Original article, by Allan Nairn and subtitled The Time is Ripe to Tip the System, Now, via Dissidentvoice:
In bad situations, people lower their standards for what it is that constitutes good news.
It's like trading in one warmongering neoliberal president who can't string together more than one or two words without messing up what he's said with a smooth talking warmongering neoliberal president. At least we won't worry about him mispronouncing so many words! Of course, this is what we've come to.
There’s a very sick man with a withered arm, but it hasn’t been amputated, contrary to what a garbled and panic-inducing report had indicated.
Similarly, a boy has been coughing for three months, but a TB test says it isn’t TB.
Other than that Mrs. Lincoln, how was the play? Well...you made it through, didn't you? So dry those eyes and stand strong for the country.
And in Cambodia, The New York Times just visited a dump city and used the existence of this particular hell to argue against labor standards on the grounds that if people would only work more cheaply, that would create more jobs for, say, dump dwellers, on the neoliberal assumption that capitalists don’t currently have enough desperate, oppressed, potential workers to choose from (See Nicholas D. Kristof, "Where Sweatshops Are a Dream," The New York Times, January 14, 2009).
The key is to fight these vultures at every step. Make them struggle as you struggle. Don't feed them trillions of dollars so that they can continue to feast on the carcass of the US (or whatever country you may be in). Be sure they will do their best to make you suffer. It's time to return the favor.
Very poor people can indeed be delighted when what we call a sweatshop
comes to town (see my posting of Nov. 8, 2007, "Duduk
— Duduk, Ngobrol - Ngobrol. Sitting Around Talking, in Indonesia."), but
what the Times misses is that they would be even more delighted if it paid them
better wages, didn’t rape and fondle the female workers, didn’t spray them with
toxics, etc.
Our debt based economy has failed. The choice for the capitalists is to leave the US in ever greater droves, or to begin to hire folks at a decent pay rate with decent benefits. GM is about to invest $1 billion in it's operations in Brazil, even while holding it's hands out for bailout cash from the US government. This should tell us what they're planning.
When workers are weak, it is indeed true that cutting labor standards can get more factories built. But by that Times/Davos/Burma-junta logic of job creation, you should also abolish the minimum wage, permit prostitution, even permit human bondage/ slavery, since each of those steps would indeed — under weak-worker conditions — induce the creation of new jobs. (Inconsistently, the Times editorially does support the minimum wage, and that Times writer has, as it happens, crusaded against poor-country prostitution.)
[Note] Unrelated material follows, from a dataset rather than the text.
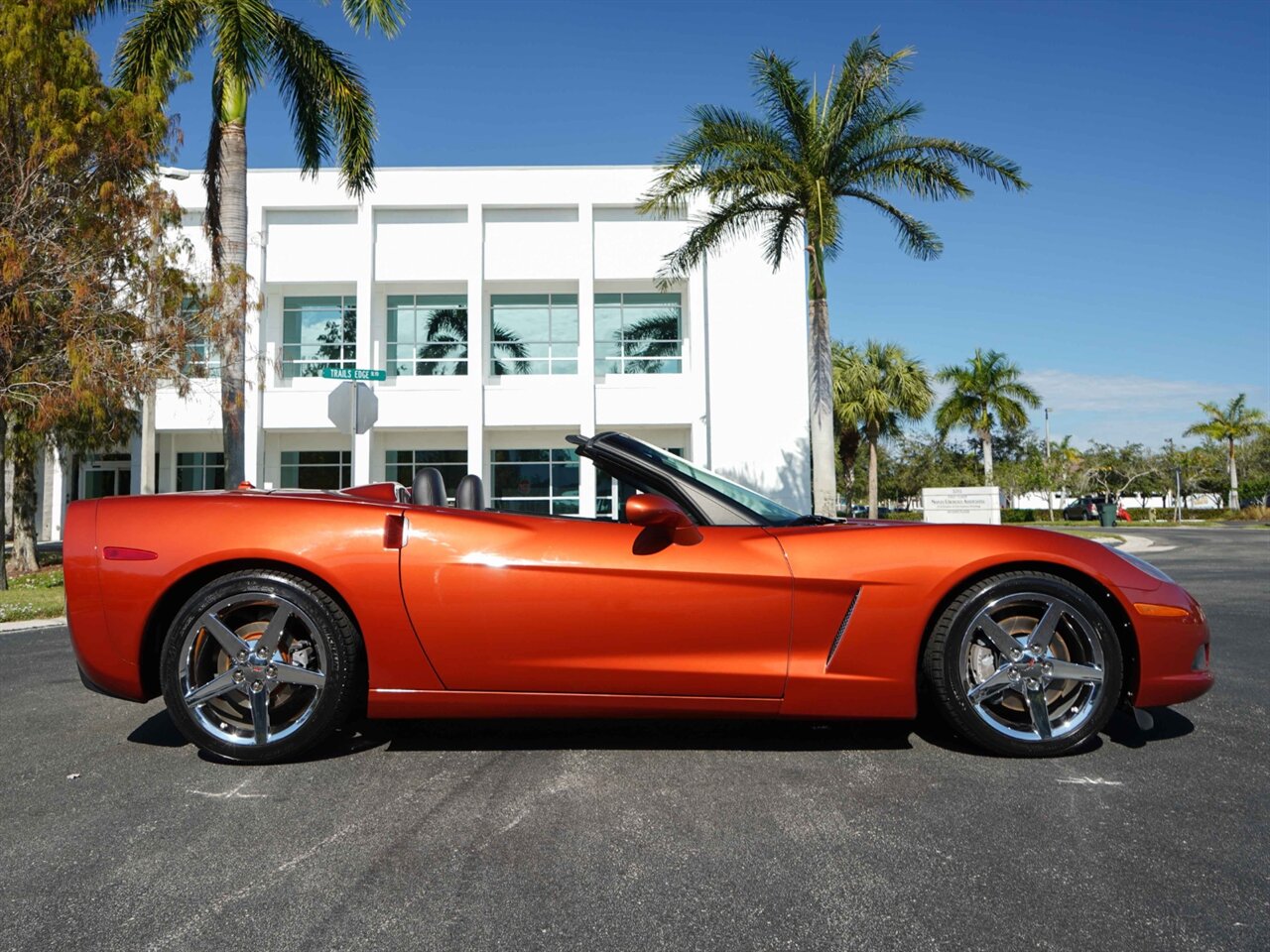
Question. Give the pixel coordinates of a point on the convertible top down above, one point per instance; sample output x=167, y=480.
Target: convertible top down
x=266, y=619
The sad point right now is that workers are weak. The society bought into the illusion that our debt based economy presented. As long as it seemed everybody could be rich, which lasted about as long as the housing bubble, it was painted that workers were actually doing well. Tell that to the long term unemployed and underemployed. The capitalists had it good in that there were segments of the economy that were doing well plus they had a pool of workers who were desperate enough to take any job, even if it meant busting a union to get one. Now, perhaps, the pool of unemployed is so great that there's a good chance that the balance has shifted toward worker unity.
A better job-creation solution is to change the power balance and make workers strong, in which case capital is the one that has to take bad news as good, adjust their expectations downward, and realize that if they want to put their capital to work they’ll have to pay people enough to, say, eat well.
Read the rest of the article. Nairn points out that one of Obama's chief economic gurus, Lawrence Summers, has written something that should make everybody to the left of, say, Ronald Reagan hurl:
Sad but true, US economic policy is now shaped by the man, Prof. Lawrence
Summers, who wrote the Concise Encyclopedia of Economics entry on "Unemployment" and observed — to the great pleasure of Bush Jr.’s advisers – that: "If unemployment insurance were eliminated, the unemployment rate would drop...
Another cause of long-term unemployment is unionization . . ." (Lawrence H.
Summers, "Unemployment," The Concise Encyclopedia of Economics, 2008).
Is Obama a friend of the working class? Will his neoliberal and investment banker advisers be able to persuade him not to be? All of this and more should be obvious as the economic picture continues to deteriorate. It's time for workers to stand up for themselves and their fellow workers. Perhaps, once again, they will.